What changed
The Prevention of Money Laundering (Amendment) Act, 2009, effective June 1, 2009, mandates a 10-year preservation period for transaction records from the transaction date and for customer identification records from cessation of business relationship. RBI modified its July 1, 2009 master circular to reflect this, replacing earlier shorter retention periods. Additionally, banks must now obtain senior management approval to continue relationships with customers who become PEPs and apply enhanced CDD measures.
What it means for you
Banks must overhaul record-keeping systems to retain transaction data for a full decade from each transaction, not just from account closure. This increases storage and compliance costs but strengthens anti-money laundering defenses. For PEPs, the new approval requirement adds a layer of scrutiny, potentially slowing onboarding or relationship continuation. Principal Officers now need direct access to customer data and independence to report to senior management or the board.
What you must do
- Update record retention policies to keep transaction records for at least 10 years from transaction date and customer ID records for 10 years after account closure.
- Implement systems to flag existing customers who become PEPs and require senior management approval to continue the relationship.
- Ensure Principal Officers have timely access to all customer identification and transaction data and can report independently to senior management or the board.

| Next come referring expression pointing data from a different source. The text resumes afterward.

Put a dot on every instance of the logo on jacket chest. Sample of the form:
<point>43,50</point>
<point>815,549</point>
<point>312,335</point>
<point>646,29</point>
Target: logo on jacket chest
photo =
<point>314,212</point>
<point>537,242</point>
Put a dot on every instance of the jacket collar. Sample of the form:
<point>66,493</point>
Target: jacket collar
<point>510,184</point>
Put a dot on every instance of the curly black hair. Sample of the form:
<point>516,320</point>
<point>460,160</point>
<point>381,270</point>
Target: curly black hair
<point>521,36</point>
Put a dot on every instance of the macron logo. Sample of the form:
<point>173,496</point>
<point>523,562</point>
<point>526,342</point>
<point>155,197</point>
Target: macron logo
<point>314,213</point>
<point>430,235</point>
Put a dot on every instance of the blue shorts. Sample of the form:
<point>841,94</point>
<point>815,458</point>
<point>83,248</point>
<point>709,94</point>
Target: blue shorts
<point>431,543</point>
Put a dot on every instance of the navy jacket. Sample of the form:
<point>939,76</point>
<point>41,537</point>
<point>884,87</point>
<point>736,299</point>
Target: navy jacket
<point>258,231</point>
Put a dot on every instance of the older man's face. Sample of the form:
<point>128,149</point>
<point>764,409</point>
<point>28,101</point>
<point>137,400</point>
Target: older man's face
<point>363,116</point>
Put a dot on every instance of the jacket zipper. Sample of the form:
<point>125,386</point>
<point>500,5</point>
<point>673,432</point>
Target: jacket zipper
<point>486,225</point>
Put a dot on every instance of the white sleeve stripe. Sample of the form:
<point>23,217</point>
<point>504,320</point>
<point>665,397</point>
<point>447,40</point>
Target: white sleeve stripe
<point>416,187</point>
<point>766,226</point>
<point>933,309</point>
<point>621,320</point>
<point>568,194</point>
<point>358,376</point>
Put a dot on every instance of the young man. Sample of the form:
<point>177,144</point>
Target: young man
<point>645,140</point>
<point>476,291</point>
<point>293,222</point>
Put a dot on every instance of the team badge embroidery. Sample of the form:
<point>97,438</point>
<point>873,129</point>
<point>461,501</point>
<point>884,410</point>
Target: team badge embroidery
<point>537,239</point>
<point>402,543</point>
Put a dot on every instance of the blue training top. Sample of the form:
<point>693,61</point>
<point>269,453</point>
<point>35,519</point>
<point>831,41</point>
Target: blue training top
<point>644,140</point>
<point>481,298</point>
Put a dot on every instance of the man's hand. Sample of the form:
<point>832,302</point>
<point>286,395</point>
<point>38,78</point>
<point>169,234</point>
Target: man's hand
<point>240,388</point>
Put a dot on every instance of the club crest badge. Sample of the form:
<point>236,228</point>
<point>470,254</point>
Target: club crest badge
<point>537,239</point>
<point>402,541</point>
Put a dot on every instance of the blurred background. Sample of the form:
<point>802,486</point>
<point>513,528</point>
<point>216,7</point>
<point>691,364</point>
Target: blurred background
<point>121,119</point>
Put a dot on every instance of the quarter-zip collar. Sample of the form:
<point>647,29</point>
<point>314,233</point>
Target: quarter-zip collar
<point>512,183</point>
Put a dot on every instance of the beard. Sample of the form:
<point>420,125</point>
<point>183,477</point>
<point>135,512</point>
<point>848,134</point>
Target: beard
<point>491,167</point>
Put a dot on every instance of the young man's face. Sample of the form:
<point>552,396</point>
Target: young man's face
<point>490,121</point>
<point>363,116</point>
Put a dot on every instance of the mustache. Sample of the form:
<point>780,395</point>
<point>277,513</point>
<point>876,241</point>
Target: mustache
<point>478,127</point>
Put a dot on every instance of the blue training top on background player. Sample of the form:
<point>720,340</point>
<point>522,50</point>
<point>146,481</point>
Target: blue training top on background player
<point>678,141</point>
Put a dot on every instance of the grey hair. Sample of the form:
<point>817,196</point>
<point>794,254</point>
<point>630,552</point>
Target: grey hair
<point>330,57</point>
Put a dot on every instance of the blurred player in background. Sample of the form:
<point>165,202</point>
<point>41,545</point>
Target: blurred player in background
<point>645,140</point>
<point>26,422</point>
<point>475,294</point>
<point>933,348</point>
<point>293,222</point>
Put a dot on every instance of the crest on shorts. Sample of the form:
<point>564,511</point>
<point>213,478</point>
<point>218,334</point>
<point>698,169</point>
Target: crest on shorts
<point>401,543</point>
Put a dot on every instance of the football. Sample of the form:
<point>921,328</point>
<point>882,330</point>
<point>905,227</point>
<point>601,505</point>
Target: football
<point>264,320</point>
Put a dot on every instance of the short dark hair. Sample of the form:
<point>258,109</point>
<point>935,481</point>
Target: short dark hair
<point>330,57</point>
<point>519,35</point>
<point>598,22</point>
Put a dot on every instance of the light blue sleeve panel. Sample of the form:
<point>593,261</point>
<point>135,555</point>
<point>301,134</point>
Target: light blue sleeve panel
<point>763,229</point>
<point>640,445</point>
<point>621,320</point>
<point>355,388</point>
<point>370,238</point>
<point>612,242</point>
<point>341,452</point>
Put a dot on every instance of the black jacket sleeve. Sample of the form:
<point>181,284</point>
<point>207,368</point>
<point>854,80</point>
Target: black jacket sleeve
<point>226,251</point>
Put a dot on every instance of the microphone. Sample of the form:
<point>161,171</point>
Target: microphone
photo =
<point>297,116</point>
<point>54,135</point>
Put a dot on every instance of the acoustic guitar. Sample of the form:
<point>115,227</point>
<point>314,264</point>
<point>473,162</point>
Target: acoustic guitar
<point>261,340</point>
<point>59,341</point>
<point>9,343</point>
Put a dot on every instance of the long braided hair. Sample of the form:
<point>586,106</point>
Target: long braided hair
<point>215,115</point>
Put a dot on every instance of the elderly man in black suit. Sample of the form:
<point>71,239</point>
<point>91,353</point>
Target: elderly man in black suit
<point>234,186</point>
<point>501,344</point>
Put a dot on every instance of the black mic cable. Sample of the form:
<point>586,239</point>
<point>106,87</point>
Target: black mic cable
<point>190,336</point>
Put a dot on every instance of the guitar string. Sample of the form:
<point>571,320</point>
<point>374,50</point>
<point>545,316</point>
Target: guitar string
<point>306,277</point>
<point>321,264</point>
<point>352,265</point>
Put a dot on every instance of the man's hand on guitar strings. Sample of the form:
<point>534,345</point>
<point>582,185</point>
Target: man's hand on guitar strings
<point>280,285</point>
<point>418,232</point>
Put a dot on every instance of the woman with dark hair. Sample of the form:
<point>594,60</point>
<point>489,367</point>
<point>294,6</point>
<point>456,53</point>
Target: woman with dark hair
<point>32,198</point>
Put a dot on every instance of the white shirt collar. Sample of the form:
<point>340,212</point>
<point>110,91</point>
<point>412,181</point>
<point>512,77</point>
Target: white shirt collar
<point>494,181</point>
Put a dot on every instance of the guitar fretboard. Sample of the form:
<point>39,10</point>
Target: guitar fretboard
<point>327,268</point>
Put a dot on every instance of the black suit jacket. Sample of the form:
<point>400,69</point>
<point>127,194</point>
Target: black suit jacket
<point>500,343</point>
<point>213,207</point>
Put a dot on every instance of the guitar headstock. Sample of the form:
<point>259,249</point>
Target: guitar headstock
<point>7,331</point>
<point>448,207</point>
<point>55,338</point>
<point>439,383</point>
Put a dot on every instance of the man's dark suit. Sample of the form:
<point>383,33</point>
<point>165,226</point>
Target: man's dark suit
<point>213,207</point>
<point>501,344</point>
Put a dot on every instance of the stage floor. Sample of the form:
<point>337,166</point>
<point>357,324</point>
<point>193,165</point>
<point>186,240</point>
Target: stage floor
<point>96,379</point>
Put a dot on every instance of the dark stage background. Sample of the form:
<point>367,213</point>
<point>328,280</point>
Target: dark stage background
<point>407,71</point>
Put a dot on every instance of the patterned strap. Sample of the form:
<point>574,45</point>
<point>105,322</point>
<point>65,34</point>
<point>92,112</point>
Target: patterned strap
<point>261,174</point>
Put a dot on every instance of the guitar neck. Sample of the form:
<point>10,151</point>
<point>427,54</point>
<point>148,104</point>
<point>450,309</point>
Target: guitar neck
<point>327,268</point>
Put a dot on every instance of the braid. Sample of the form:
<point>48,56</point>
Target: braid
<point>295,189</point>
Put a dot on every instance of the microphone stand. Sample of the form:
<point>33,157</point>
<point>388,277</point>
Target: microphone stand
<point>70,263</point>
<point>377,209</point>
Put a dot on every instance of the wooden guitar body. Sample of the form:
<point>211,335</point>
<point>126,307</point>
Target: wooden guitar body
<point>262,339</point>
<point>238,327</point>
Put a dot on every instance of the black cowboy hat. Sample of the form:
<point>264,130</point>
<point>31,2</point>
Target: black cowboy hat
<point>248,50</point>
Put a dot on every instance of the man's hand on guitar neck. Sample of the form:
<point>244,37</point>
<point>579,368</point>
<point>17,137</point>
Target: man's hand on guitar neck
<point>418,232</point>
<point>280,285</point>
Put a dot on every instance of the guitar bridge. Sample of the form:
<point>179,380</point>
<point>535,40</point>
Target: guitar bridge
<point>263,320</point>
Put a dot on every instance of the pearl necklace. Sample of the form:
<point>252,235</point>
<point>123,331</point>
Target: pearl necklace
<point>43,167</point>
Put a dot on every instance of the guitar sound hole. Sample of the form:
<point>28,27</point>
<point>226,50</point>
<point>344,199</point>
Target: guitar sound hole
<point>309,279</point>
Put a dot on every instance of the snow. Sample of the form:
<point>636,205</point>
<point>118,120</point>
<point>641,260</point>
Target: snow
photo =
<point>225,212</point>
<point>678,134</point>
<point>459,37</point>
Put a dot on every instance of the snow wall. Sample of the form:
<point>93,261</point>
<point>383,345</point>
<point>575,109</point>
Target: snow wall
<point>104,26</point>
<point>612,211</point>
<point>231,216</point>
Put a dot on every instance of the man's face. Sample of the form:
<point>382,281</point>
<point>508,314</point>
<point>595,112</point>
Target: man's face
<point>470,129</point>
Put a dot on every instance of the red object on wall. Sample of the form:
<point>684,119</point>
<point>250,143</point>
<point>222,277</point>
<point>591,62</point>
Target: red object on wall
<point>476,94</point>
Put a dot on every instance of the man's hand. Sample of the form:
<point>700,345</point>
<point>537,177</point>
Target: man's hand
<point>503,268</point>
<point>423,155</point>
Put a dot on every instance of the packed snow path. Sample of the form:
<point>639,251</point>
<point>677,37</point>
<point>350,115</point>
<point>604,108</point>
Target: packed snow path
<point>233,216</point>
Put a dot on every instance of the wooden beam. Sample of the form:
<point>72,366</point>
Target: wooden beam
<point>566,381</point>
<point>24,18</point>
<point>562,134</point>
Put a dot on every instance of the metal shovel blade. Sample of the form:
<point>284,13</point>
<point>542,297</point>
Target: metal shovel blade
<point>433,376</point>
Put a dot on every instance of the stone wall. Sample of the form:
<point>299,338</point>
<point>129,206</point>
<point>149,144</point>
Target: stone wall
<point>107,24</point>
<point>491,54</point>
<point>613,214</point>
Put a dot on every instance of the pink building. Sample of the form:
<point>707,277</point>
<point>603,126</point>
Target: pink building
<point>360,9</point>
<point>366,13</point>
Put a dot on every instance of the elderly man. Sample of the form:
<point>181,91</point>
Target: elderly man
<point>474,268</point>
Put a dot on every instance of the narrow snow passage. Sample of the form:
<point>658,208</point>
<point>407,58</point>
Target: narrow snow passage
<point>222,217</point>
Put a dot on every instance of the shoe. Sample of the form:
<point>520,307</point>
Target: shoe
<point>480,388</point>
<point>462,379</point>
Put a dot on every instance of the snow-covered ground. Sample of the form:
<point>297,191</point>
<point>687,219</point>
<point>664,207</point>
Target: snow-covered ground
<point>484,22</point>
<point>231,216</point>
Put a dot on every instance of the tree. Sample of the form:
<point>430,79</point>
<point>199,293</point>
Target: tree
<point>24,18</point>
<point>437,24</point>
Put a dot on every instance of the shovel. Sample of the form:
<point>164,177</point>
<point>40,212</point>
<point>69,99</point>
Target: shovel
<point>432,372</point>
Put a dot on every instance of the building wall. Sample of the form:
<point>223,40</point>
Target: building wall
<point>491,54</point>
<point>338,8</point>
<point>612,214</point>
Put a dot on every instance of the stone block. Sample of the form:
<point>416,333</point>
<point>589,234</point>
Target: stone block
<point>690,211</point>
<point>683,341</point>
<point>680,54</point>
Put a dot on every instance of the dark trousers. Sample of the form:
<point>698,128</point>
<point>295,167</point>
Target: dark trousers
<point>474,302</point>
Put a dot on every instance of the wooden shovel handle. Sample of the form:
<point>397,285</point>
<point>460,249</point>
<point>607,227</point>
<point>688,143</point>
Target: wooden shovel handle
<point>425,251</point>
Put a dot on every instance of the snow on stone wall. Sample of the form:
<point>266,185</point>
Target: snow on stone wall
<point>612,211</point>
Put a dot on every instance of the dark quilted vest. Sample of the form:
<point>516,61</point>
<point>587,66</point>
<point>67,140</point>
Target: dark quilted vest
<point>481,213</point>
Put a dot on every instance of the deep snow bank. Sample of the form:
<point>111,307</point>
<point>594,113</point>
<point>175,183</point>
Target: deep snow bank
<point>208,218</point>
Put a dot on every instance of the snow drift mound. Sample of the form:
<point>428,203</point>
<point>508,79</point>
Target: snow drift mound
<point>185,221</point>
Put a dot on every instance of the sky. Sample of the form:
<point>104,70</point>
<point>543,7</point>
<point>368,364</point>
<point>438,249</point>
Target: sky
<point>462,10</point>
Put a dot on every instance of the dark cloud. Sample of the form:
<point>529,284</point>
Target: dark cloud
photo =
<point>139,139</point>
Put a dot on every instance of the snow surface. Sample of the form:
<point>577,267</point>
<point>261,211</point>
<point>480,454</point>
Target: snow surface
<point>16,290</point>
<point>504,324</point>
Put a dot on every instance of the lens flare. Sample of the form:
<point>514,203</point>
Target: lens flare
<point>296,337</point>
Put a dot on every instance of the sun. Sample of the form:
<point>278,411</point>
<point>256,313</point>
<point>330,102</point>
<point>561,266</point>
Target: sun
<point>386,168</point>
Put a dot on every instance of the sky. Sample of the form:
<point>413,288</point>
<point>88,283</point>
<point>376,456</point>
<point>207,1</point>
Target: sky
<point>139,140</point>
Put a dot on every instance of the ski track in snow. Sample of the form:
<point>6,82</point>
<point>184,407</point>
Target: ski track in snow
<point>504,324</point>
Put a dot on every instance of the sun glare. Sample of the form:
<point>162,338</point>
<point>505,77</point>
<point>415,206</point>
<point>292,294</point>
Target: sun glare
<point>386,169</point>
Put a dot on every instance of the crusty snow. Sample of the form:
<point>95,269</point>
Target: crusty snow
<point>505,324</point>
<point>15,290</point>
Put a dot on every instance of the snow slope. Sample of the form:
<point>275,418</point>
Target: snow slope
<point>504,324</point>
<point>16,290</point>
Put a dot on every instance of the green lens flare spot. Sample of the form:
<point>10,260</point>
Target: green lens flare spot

- Train compliance teams on the new 10-year retention timelines and PEP monitoring requirements.
Who it affects
All scheduled commercial banks (excluding RRBs), Financial institutions, Local area banks, Compliance and AML teams, Principal Officers, Senior management and board members
What is the new record retention period for transaction records?
Transaction records must be preserved for at least 10 years from the date of each transaction, as per the PMLA 2009 amendment.
How should banks handle a customer who becomes a Politically Exposed Person (PEP)?
Banks must obtain senior management approval to continue the business relationship and apply enhanced customer due diligence measures, including ongoing monitoring.
What access should the Principal Officer have?
The Principal Officer and appropriate staff must have timely access to customer identification data, CDD information, transaction records, and other relevant information to discharge their responsibilities.